Chief Baxter paced the floor. He could hardly contain himself. Every few minutes he went to the mayor’s telephone, called up one of his inspectors and bawled orders. Silently along the city’s darkened streets, blue-coated men and men in plain-clothes were assembling. And across the river, in the state troopers’ camp, an officer was issuing abrupt orders. A detachment of armed troops was to be sent into the city, daring the epidemic to catch the fiendish gang behind it. Word was spreading from lip to lip. Men were talking in hushed voices.
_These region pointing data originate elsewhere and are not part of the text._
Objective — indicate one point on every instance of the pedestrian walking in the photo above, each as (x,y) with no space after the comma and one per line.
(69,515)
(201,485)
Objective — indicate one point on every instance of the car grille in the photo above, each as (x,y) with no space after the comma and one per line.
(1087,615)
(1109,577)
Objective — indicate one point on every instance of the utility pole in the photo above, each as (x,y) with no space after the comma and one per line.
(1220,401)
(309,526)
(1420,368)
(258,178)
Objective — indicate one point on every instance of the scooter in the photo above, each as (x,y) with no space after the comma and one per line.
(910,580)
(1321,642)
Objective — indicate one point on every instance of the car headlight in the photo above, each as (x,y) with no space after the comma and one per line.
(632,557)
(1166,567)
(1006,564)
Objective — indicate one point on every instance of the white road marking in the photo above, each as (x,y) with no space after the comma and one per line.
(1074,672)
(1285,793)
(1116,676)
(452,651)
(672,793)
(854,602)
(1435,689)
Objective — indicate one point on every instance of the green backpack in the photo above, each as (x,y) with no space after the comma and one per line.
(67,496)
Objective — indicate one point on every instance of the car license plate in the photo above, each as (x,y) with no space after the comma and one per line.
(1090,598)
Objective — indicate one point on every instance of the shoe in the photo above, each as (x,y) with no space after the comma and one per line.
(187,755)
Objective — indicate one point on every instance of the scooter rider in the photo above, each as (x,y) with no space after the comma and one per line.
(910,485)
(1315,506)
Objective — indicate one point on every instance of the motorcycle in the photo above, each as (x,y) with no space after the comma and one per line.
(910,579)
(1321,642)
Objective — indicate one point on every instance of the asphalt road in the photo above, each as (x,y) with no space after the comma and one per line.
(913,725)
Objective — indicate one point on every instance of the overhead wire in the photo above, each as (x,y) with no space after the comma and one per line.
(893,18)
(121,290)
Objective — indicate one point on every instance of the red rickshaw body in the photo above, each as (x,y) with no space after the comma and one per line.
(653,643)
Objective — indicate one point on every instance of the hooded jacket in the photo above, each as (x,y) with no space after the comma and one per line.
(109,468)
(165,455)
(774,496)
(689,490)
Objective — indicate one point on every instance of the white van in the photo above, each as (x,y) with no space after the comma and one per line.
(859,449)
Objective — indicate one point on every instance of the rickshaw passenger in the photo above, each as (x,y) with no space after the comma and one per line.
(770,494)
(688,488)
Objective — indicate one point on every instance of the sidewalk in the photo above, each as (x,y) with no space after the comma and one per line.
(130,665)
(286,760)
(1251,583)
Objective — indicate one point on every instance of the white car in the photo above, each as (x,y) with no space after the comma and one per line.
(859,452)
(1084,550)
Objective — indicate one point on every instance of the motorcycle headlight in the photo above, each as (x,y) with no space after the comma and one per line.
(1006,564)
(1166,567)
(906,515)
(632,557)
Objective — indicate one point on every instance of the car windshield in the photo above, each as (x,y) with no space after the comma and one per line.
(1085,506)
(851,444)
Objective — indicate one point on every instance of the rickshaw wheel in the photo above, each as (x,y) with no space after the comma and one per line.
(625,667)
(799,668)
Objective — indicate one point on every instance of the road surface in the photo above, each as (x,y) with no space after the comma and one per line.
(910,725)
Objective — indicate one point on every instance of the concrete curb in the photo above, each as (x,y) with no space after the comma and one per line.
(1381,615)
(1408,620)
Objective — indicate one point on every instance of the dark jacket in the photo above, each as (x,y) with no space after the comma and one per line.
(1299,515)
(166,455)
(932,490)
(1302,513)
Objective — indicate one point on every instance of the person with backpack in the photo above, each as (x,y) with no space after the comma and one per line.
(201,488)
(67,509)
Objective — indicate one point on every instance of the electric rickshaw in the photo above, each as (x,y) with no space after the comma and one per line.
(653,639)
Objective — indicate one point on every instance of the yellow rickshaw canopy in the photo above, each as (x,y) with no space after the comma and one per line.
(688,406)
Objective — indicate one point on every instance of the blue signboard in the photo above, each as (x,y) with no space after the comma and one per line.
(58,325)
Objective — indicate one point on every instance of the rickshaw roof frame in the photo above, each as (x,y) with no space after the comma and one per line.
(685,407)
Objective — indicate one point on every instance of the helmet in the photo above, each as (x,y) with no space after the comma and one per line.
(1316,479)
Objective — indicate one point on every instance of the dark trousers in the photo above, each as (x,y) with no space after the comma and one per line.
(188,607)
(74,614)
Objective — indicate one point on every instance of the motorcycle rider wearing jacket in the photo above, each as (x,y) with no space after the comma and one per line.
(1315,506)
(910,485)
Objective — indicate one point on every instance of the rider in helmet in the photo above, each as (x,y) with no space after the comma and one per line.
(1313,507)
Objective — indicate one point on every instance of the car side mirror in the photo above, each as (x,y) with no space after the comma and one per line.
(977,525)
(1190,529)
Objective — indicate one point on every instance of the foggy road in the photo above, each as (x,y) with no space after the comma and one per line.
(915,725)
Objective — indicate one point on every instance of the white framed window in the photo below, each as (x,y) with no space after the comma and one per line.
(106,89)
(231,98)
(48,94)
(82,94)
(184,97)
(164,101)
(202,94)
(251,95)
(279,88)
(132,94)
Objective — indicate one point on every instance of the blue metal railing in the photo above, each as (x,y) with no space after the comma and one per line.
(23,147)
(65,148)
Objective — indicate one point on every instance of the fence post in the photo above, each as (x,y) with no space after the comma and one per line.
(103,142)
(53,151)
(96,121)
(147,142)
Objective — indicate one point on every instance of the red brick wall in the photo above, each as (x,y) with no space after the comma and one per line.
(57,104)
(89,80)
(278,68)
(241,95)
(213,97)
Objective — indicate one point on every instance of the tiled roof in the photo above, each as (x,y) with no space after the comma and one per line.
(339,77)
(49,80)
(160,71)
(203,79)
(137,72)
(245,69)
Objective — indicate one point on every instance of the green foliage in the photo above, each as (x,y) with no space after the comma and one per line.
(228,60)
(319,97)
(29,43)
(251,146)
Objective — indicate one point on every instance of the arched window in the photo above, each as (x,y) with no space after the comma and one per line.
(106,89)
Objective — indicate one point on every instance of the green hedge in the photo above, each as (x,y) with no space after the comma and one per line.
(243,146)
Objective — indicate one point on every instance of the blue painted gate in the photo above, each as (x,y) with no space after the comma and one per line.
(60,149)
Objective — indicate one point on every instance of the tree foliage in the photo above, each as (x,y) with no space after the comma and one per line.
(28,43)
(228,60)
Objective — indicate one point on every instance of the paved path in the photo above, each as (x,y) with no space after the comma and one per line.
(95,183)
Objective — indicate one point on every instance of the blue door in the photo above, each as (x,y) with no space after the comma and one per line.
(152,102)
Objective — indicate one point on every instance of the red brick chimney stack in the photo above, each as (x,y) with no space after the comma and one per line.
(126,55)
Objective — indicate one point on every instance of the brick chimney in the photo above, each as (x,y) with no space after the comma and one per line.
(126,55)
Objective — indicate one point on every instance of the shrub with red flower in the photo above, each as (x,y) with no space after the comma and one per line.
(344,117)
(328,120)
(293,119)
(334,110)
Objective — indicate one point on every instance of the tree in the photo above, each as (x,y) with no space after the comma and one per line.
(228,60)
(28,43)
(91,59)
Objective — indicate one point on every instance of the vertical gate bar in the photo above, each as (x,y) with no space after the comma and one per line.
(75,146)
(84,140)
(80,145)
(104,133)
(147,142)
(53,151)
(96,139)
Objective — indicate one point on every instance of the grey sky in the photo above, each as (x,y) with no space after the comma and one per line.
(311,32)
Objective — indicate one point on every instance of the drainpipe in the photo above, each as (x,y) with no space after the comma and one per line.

Baxter left the mayor’s house and sped to headquarters.

It was as though the city were awakening from a deep sleep of hideous dreams. With hope of getting to the bottom of things, stopping the epidemic, and finding a cure at last, the police of Branford were in a frenzy of excitement.

In police radio cruisers, armed headquarters’ cars, and huge emergency trucks mounted with batteries of searchlights, they moved through the city toward Canal Street.

But Baxter ordered silence until the appointed hour came. He was co-operating with Health Commissioner Traub, obeying his instructions. If this raid succeeded tonight, the name of Traub would never be forgotten in Branford. But Chief Baxter was more than glad to share the honors with anyone who could help round up this band of fearful extortionists. Traub, over the phone, had confirmed this belief that the disease had been spread deliberately. Traub said he had secretly been investigating the criminals and had unearthed extraordinary facts.

Chapter XIX

Showdown!

IN the strange, evil hideout of the extortionist ring, Agent “X” was also active. Entering with his gangster colleague, he spoke to the man quickly.

“Let me tell the boss what happened. Here!”

He unfastened the zippers on his fur suit, reached in the back of his coat to a hidden pocket and brought out some bills. These he handed to his companion.

“Some of the change I picked up at Traub’s,” he said. “Give me that injector gadget. You didn’t use it. The boss will want it back.”

The other, impressed by the sight of the money, made no objection. He handed Agent “X” the injector. With both this and his own in his gloved hand, Agent “X” walked back to the room at the end of the corridor, in the wall of which was the boss’s peek-hole.